Dirigir un grupo de debate cuando los participantes poseen un conocimiento limitado del tema tratado da como resultado una escasa o nula interacción y, por lo tanto, una discusión ineficaz. Cuando los participantes están familiarizados con el tema, es probable que la discusión despierte su interés, lo estimule y aliente su participación activa. Esta interacción le da oportunidades de dar feedback positivo, realzar los puntos clave y crear un ambiente de aprendizaje positivo.

Siga estas sugerencias para asegurarse grupos de debate exitosos: silhouettes-776667_1920

Disponga los asientos para estimular la interacción. Coloque las mesas y las sillas en forma de U, formando un cuadrado o un círculo, de modo que los participantes se vean. Los grupos de debate funcionan mejor con grupos formados por un número de participantes no superior a 15 o 20. Consulte el cuadro Consejos para disponer su aula para tener más información.

Exponga el tema como parte de la introducción. Por ejemplo, “Para iniciar esta presentación sobre estilos de liderazgo, dediquemos unos minutos a analizar la importancia de las relaciones humanas y la supervisión del equipo”.

Ceda la conversación a los participantes. En este punto debería sentarse y convertirse en un observador pasivo.

Participe en la discusión sólo cuando sea necesario. Por ejemplo, si dos participantes comienzan a monopolizar la discusión usted podría decir: “Es evidente que Miguel y Ana tienen puntos de vista diferentes en esta cuestión. Miguel, veamos si puedo aclarar tu posición. Tú pareces creer que…”

Resuma los puntos clave. Esto permite que los participantes reflexionen y le da a usted la oportunidad de reorientar la discusión si fuese necesario.

Mantenga la discusión centrada en el tema.

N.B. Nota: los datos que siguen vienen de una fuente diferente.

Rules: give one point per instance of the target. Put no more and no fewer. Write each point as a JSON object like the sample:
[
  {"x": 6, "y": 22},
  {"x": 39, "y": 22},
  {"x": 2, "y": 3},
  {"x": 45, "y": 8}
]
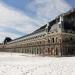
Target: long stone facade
[{"x": 57, "y": 38}]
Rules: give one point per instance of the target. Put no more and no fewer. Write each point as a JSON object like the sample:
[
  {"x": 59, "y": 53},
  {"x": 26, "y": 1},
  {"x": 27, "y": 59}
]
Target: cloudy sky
[{"x": 20, "y": 17}]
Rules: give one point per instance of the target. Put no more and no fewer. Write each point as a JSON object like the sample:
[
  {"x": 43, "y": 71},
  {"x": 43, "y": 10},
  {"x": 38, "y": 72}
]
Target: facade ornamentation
[{"x": 57, "y": 38}]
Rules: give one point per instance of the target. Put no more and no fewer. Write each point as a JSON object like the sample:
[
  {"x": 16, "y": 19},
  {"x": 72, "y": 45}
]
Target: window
[
  {"x": 48, "y": 40},
  {"x": 56, "y": 39},
  {"x": 71, "y": 39},
  {"x": 52, "y": 40}
]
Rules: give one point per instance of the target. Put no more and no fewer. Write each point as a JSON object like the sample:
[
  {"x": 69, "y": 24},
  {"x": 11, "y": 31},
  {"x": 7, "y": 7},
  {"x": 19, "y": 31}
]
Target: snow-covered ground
[{"x": 24, "y": 64}]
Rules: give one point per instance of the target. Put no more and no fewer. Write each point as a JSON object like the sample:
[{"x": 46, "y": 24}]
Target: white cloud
[
  {"x": 48, "y": 9},
  {"x": 45, "y": 10},
  {"x": 10, "y": 18}
]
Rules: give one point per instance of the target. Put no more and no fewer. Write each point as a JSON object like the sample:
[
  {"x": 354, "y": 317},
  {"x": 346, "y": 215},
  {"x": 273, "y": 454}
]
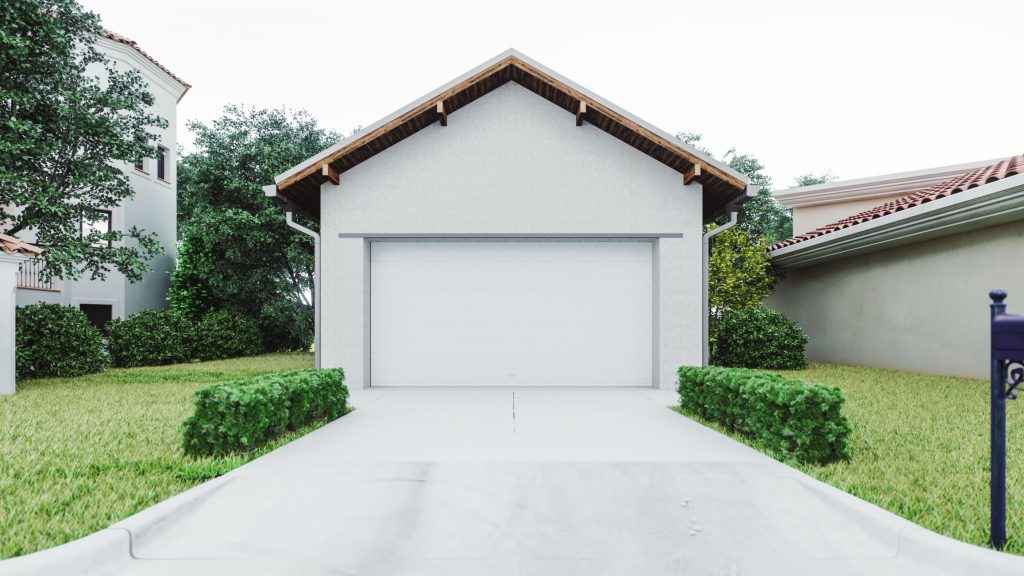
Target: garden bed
[
  {"x": 79, "y": 454},
  {"x": 920, "y": 449}
]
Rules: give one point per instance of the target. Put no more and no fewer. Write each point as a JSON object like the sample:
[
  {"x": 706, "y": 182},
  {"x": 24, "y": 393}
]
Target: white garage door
[{"x": 511, "y": 313}]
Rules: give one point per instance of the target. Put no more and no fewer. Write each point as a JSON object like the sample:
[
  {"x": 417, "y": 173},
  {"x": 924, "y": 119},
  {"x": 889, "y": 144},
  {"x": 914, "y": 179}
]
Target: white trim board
[{"x": 987, "y": 205}]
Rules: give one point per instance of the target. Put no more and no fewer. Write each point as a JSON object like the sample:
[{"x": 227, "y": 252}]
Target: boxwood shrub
[
  {"x": 226, "y": 334},
  {"x": 796, "y": 418},
  {"x": 758, "y": 337},
  {"x": 56, "y": 340},
  {"x": 241, "y": 415},
  {"x": 151, "y": 338}
]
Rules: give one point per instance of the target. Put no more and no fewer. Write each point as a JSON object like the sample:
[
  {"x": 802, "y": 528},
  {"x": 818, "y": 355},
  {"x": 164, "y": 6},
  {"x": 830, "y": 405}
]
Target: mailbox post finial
[{"x": 998, "y": 295}]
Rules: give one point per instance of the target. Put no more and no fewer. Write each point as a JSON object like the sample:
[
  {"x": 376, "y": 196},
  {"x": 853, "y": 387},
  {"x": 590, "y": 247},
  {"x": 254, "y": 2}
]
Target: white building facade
[
  {"x": 510, "y": 229},
  {"x": 153, "y": 208}
]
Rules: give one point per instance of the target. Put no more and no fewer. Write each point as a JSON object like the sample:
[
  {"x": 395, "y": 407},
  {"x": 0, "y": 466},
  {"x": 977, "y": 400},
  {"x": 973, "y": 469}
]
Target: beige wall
[
  {"x": 922, "y": 307},
  {"x": 806, "y": 218}
]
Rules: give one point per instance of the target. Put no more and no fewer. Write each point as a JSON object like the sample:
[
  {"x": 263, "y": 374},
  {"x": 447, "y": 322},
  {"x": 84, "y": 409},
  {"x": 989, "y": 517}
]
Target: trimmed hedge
[
  {"x": 797, "y": 418},
  {"x": 226, "y": 334},
  {"x": 151, "y": 338},
  {"x": 758, "y": 337},
  {"x": 242, "y": 415},
  {"x": 56, "y": 340}
]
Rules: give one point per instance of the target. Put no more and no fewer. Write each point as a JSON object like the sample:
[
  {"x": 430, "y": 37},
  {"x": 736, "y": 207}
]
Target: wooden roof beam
[
  {"x": 441, "y": 114},
  {"x": 330, "y": 173},
  {"x": 691, "y": 173}
]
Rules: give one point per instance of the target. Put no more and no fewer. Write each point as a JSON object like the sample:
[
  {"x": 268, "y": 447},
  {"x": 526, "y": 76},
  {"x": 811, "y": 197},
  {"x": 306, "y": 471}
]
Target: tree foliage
[
  {"x": 738, "y": 271},
  {"x": 811, "y": 178},
  {"x": 70, "y": 121},
  {"x": 237, "y": 252}
]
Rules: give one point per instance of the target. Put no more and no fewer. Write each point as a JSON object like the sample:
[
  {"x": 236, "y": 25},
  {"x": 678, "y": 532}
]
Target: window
[
  {"x": 140, "y": 138},
  {"x": 162, "y": 163},
  {"x": 101, "y": 224},
  {"x": 98, "y": 315}
]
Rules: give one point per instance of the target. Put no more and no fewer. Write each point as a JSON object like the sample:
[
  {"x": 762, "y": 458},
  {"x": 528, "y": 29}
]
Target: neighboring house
[
  {"x": 154, "y": 208},
  {"x": 13, "y": 253},
  {"x": 904, "y": 284},
  {"x": 510, "y": 229}
]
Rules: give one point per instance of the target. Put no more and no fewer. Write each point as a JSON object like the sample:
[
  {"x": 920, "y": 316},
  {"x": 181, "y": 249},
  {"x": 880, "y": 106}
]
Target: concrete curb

Si un participante comienza a alejar la discusión del tema que se está tratando, usted podría decir, “Marcos, ¿podrías explicar más claramente cómo se relaciona esa situación con el tema que estamos tratando?” Después de que el participante haya dado su opinión, lleve nuevamente la discusión hacia el tema.

Utilice las contribuciones de cada participante. Proporcione un refuerzo positivo y aliente a todos los participantes a que tomen parte activa en la discusión.

Asegúrese de que nadie domina la discusión. Cuando se produzca esta situación, podría decir, “Juan, has hecho una gran contribución a nuestra discusión. ¿Alguien más quiere darnos su punto de vista?” Concluya la discusión con un resumen. Relacione el resumen con el objetivo presentado en la introducción.